Storm Flight, (Book Five of Five) the intense conclusion to his saga, the action is touched off by a daring raid on the Son Tay prisoner-of-war camp that reveals some startling information. With American prisoners in terrible jeopardy and crucial national secrets in danger of being discovered, the characters we have met in Berent's earlier books are put to the ultimate test. They must call upon all their skill, leadership, guts, and strength to complete their missions.

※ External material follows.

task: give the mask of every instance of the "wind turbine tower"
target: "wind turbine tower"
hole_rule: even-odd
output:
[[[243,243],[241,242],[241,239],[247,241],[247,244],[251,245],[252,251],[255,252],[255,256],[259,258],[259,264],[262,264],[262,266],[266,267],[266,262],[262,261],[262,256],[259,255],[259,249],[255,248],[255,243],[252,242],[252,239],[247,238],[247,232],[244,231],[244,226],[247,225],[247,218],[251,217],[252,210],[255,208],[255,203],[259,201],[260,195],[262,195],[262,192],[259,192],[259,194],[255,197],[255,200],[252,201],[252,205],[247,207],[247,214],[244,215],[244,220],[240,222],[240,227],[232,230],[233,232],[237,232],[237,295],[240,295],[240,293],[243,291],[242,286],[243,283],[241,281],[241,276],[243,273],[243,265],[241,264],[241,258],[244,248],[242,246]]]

As always, Berent highlights his knowledge of little known facts about the war, and his keen insight into the minds of members of the fighting forces. In one exhilarating sequence, Parker and his instructor pilot Ken Tanaka each shoot down two MiGs in the course of one fight, involving four MiGs and an unarmed transport. Despite the chewing out that they receive later from their superior officer, the two fighter pilots refuse to shoot down the transport. Ironically, that decision was the one that saved the life of one of their strongest critics, Jane Fonda, who had once called fighter pilots "professional killers." (This incident is based on a true story.) Parker later makes "ace," a title given to the rare fighter pilot who shoots down five MiGs.


Excerpt
CHAPTER ONE


1320 Hours Local, 17 December 1965

Airborne in an F-100D near

Bien Hoa Air Base, Republic of Vietnam


Precisely how a crashing jet fighter breaks up is a function of its speed, of its angle of impact, and of the topography of the ground it strikes. A high speed impact at a ninety degree angle ensures small pieces mashed into a neat circular hole with narrow wing trenches extending from each side. Depending on soil consistency, the engine can burrow down 30 feet and be compressed from twelve feet in length to three. Lesser angles of impact splash the wreckage in the direction of flight. A near-zero glide angle on smooth terrain is another matter entirely. Unless the air­craft cartwheels, which it often does if one of the landing gear collapses, the wings will usually remain intact al­though probably separate from the aircraft. Large sections of the tail assembly and fuselage usually remain. If the pilot is not killed upon impact, he may survive if the wreck doesn't burn. Usually they burn.

USAF Captain Courtland EdM. Bannister knew all this as he delicately babied his shotup F-100D Super Sabre jet fighter toward his home base of Bien Hoa located 15 miles northeast of Saigon in III Corps, South Vietnam. There were six half-inch holes in his airplane, two nearly lethal.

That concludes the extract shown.